Там на табуретке стоял маленький деревянный бочонок, покрытый чистой тряпкой, а
под ней, под тоненьким слоем хрусткого ледка томно переливался такой желанный
желтоватый квасок.
Я зачерпнула полную кружку и жадно, залпом тут же опустошила её. Потом
зачерпнула ещё немного
и вернулась в комнату, чтобы уже не спеша и в тепле насладиться сладковатым
кваском.
Учительница уже разливала борщ по тарелкам. В комнате было жарко. За окном быстро темнело, и мне вдруг ужасно захотелось спать. Несколько ложек горячего борща меня совсем сморили, и учительница забеспокоилась.

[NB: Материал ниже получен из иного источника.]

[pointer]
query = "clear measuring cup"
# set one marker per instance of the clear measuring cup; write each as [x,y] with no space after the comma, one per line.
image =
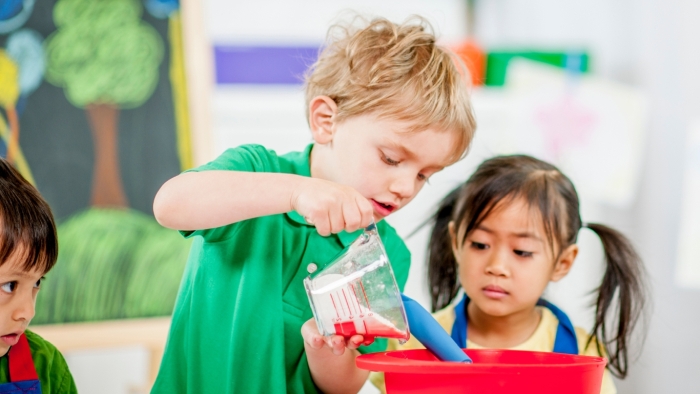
[356,294]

‒ Иди-ка ты домой, пока и вовсе не стемнело. Мать, небось, тревожится.
Я в ответ только помотала враз отяжелевшей головой и, напялив согревшиеся, но все ещё тяжёлые от влаги пальто, шаровары и валенки, нехотя вывалилась за дверь.
Дальше я
помню как-то плохо. Помню только, что ноги меня не слушались и сами задирались вверх вместо того, чтобы
твёрдо встать на землю. В снегу лежать было приятно, мягко и тепло… Так тепло,
что снилось мне летнее солнце
и чьи-то ласковые голоса, тихо и нежно ворковавшие надо мной.
Потом я помню мамины резкие и, как мне показалось, сердитые крики, когда она укладывала меня в кровать. Оказалось, что меня нашёл в сугробе мамин знакомый, писатель Виктор Леонтьевич Петровский. Он тоже был ссыльный и жил на другом конце нашего села. Он совершенно случайно оказался рядом с моим сугробом, и, если бы не красное пальто и красный капор, темневшие из-под присыпавшего меня снега, он бы так и прошёл мимо. Я же сладко спала, сражённая наповал неумеренной дозой «кваска». Он взял меня на руки и отнёс к маме. Мама очень обрадовалась неожиданному гостю и пригласила его пройти. Но Петровский трагическим голосом произнёс:
‒ Посмотрите, что они с нашими детьми делают!
‒ Что случилось? – спросила мама растерянно.
‒ Обратите же внимание на ребёнка!
И мама обратила. Я сидела на пороге не в силах подняться и громко икала. Сосульки на волосах и воротнике начали таять, и вокруг меня постепенно собиралась талая лужица.
‒ Господи, что с ней? – испуганно спросила мама.
‒ Ваша дочь пьяна, – ещё более трагически произнёс Виктор Леонтьевич.
‒ ???
‒ Её учительница напоила. Они тут нас за людей не считают. Вы не должны это так оставить.
Назавтра с утра у меня болело горло и поднялась высокая температура. Мама напоила меня горячим гоголем-моголем, дала аспирину, а сама решительно отправилась в школу. Строгий худой директор в военном френче встретил её вежливо, но его прозрачные глаза льдисто и недружелюбно уставились на маму. Сначала мама растерялась, но потом, набравшись храбрости, отчаянно выкрикнула:
‒ Вы думаете, что если мы ссыльные, то с нашими детьми можно что угодно делать?!
‒ А что, собственно говоря, случилось? – спросил растерявшийся директор.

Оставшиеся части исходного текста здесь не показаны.